The left graph below depicts age adjusted incidence rate of breast cancer in white females. The data were derived from the SEER data base. The age adjusted rate stands for the chance of a woman to get breast cancer at a given age. Up to the age of 45y the curve becomes steeper and steeper and then takes a turn and   climbs    somewhat slower. At the age of 75y it reaches a peak and then declines. The right graph depicts the rate of change of the left graph, known also as incidence rate acceleration IA = Incidence[age] - Incidence[age+1].

Thet change in the slope at the age of 45y is known as Clemmessen’s hook (Clemmesen J: Carcinoma of the breast. Br J Radiol 21(252): 583–590, 1948). It is attributed to menopause.  Yet there is more to it. The curve indicates the  capability of the organism to resist cancer.   Two processes determine the outcome of cancer. 1. From birth and onward cancer is driven by an independent carcinogenic process. 2. Tumor growth which is controlled by the organism.  The age adjusted incidence depicts the probability of tumor surfacing at a given age.

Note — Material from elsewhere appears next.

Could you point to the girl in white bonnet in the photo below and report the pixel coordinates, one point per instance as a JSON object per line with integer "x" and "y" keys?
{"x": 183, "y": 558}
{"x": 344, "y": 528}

This probability is determined by the tumor growth rate. The faster tumor growth the steeper the curve.  Tumor growth rate depends further on   host resistance.    Initially host resistance is low and  the rate of tumor surfacing rises. At the age of 45y the curve takes a turn and rises slower.   Beyond the age of 80y tumor surfacing stops.

The downward trend of the curve in old age has yet another explanation. Since at this age death from myocardial infarction or stroke predominates, some of these patients may carry into their grave a hidden cancer
and contribute to the downward incidence rate. However phenomena like Clemmessen's hook indicate that the decline of the tumor surfacing rate starts relatively early in life when strokes are not so common like in old age.

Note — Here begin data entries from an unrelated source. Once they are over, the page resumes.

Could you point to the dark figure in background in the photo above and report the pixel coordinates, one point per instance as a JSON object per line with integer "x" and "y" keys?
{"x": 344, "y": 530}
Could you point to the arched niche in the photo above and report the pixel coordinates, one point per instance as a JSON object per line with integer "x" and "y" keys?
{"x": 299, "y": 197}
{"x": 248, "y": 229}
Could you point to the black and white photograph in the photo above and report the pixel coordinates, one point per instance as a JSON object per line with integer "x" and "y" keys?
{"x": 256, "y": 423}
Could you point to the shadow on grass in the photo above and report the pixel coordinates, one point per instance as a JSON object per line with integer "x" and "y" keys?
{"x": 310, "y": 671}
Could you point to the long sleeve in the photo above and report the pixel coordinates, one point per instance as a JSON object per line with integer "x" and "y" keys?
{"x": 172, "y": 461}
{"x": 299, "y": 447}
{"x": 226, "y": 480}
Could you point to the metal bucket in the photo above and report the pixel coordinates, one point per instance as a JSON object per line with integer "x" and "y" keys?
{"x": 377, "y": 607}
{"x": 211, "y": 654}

Since tumor surfacing depends on   host resistance  the curve indicates that with age the organism resists cancer better and better attaining its greatest potency in advanced age. Menopause is a manifestation of rising  host resistance. Since some tumors are estrogen dependent, menopause slows down tumor growth.  This also is the rationale of the adjuvant chemotherapy of an estrogen antagonist called tamoxifen.

Since a similar curve flattening appears in most chronic cancers, like lung and bronchus (see below). Host resistance is mediated also by factors other than hormones.